JM: Going back to what I said about not wanting to be typecast to a sector, I see many examples of people who only know one industry or who only know one domain. For me, breadth of industry experience and breadth of domain expertise is really important because it makes better leaders. In many of the industries I’ve worked in, I’ve come across too many people with very narrow sets of experience. I worked in the gambling industry for five years, which was very different to anything else I’ve done, but I learned so much from it. The problem is that if you’ve only been in one industry, then you replicate the historic mistakes of that industry.
I prefer people who have got breadth of experience and skill set because it gives me confidence that they have the capability to adapt to other domains. On a personal level, I applied a number of things that I learned in telecoms when I went to automotive. The big thing that both of those industries have in common is that they’re both very capital intensive, even if the way capital is managed is different.
AC: Who are the people who have inspired you and had an impact on your career? What was memorable about them that helped to shape you as a leader?
JM: The people who have impacted me the most are the people who have taken brave decisions about me. I was given the opportunity to be a sales director having never worked in sales. I was given the chance to move into telecoms without having worked in telecoms, and I was given an opportunity in automotive without having worked in automotive. If people had not taken a risk on me, I would not be the leader I am today. That ability to think outside the box when it comes to people and skills is something I’ve tried to emulate.
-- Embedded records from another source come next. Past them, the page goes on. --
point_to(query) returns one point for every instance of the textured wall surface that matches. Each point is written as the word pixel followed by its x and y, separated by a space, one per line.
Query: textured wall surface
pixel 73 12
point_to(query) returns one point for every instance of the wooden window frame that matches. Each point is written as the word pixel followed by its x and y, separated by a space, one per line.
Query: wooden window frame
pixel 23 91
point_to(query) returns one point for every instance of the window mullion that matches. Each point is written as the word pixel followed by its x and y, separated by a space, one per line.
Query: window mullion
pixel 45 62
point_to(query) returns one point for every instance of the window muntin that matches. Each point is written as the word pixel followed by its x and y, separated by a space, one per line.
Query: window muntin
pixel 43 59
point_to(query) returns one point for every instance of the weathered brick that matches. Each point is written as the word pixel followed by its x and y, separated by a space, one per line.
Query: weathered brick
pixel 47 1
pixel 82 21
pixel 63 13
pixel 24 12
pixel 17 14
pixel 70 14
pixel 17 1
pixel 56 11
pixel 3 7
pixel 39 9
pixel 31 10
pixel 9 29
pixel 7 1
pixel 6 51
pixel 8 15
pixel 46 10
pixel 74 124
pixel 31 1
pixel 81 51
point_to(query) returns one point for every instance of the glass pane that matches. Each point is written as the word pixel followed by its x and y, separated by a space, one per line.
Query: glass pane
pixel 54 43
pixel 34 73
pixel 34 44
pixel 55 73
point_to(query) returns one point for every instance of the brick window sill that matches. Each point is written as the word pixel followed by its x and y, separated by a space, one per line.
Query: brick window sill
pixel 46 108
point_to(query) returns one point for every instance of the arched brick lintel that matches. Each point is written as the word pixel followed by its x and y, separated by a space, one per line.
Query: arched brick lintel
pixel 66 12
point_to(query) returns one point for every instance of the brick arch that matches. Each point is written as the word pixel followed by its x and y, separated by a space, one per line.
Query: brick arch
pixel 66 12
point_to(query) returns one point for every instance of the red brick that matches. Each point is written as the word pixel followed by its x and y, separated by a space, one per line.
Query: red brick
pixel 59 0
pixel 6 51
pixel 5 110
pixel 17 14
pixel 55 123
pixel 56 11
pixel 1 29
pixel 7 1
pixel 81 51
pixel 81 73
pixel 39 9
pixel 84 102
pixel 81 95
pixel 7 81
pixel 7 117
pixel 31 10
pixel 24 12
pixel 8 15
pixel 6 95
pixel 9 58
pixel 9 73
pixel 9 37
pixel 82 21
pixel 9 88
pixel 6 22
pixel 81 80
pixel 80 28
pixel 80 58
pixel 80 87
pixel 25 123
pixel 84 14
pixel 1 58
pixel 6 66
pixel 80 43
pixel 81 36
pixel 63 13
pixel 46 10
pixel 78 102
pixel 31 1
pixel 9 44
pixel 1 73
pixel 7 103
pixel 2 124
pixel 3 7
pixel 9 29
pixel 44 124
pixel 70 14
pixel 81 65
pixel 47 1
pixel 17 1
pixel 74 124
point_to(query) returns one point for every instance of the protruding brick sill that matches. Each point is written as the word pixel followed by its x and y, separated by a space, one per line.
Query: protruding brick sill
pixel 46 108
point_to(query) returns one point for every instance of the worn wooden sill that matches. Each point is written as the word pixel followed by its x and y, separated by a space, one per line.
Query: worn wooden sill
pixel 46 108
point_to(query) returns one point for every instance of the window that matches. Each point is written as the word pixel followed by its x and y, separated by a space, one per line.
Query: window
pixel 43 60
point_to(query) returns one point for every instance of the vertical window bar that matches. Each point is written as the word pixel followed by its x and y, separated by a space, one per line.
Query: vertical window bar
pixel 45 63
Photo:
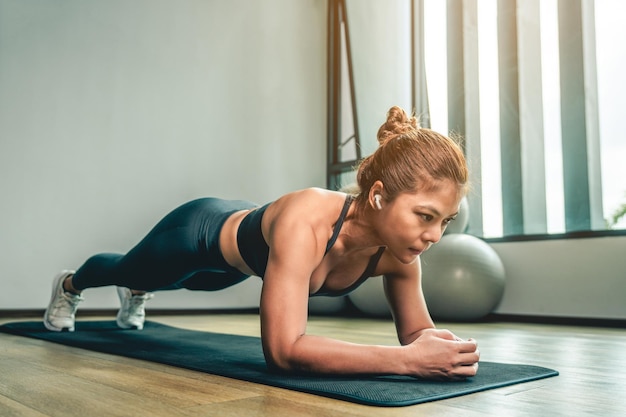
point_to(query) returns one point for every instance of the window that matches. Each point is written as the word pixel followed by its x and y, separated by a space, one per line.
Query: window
pixel 551 161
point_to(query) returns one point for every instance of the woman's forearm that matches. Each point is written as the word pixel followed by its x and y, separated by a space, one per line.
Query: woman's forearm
pixel 313 354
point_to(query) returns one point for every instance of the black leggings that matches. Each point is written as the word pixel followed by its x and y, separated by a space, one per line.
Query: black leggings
pixel 181 251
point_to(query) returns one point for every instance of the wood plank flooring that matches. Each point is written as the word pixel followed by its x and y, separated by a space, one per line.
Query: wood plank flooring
pixel 44 379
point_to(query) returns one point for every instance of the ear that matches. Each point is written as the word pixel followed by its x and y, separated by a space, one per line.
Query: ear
pixel 377 188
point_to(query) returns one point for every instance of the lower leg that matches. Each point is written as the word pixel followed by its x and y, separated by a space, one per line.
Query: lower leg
pixel 69 287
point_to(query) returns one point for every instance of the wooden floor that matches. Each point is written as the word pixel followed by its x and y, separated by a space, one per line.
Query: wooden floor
pixel 44 379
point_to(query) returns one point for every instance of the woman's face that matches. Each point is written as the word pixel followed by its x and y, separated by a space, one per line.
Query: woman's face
pixel 412 222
I’ve also tried to emulate people who are all about energy and enthusiasm. A coach once said to me that I had ‘urgency addiction’, which was a phrase I’d never heard before. I don’t see that as a negative because I just want to get on and do things now rather than waiting around. That’s just who I am.
On a personal level, my values have been shaped by my father. He wasn’t a professional person and he didn’t have any educational qualifications, but his mantra was: ‘Always treat everyone the same’. It doesn’t matter whether someone is a cleaner or a chairman, you treat them with the same respect. Everybody deserves the same courtesy. That’s a strong personal value for me.
I think it’s important to have a set of personal values that you can stand behind. You’ve got to be able to look at yourself in a mirror and feel comfortable with the things you did the previous day and things you are going to do today.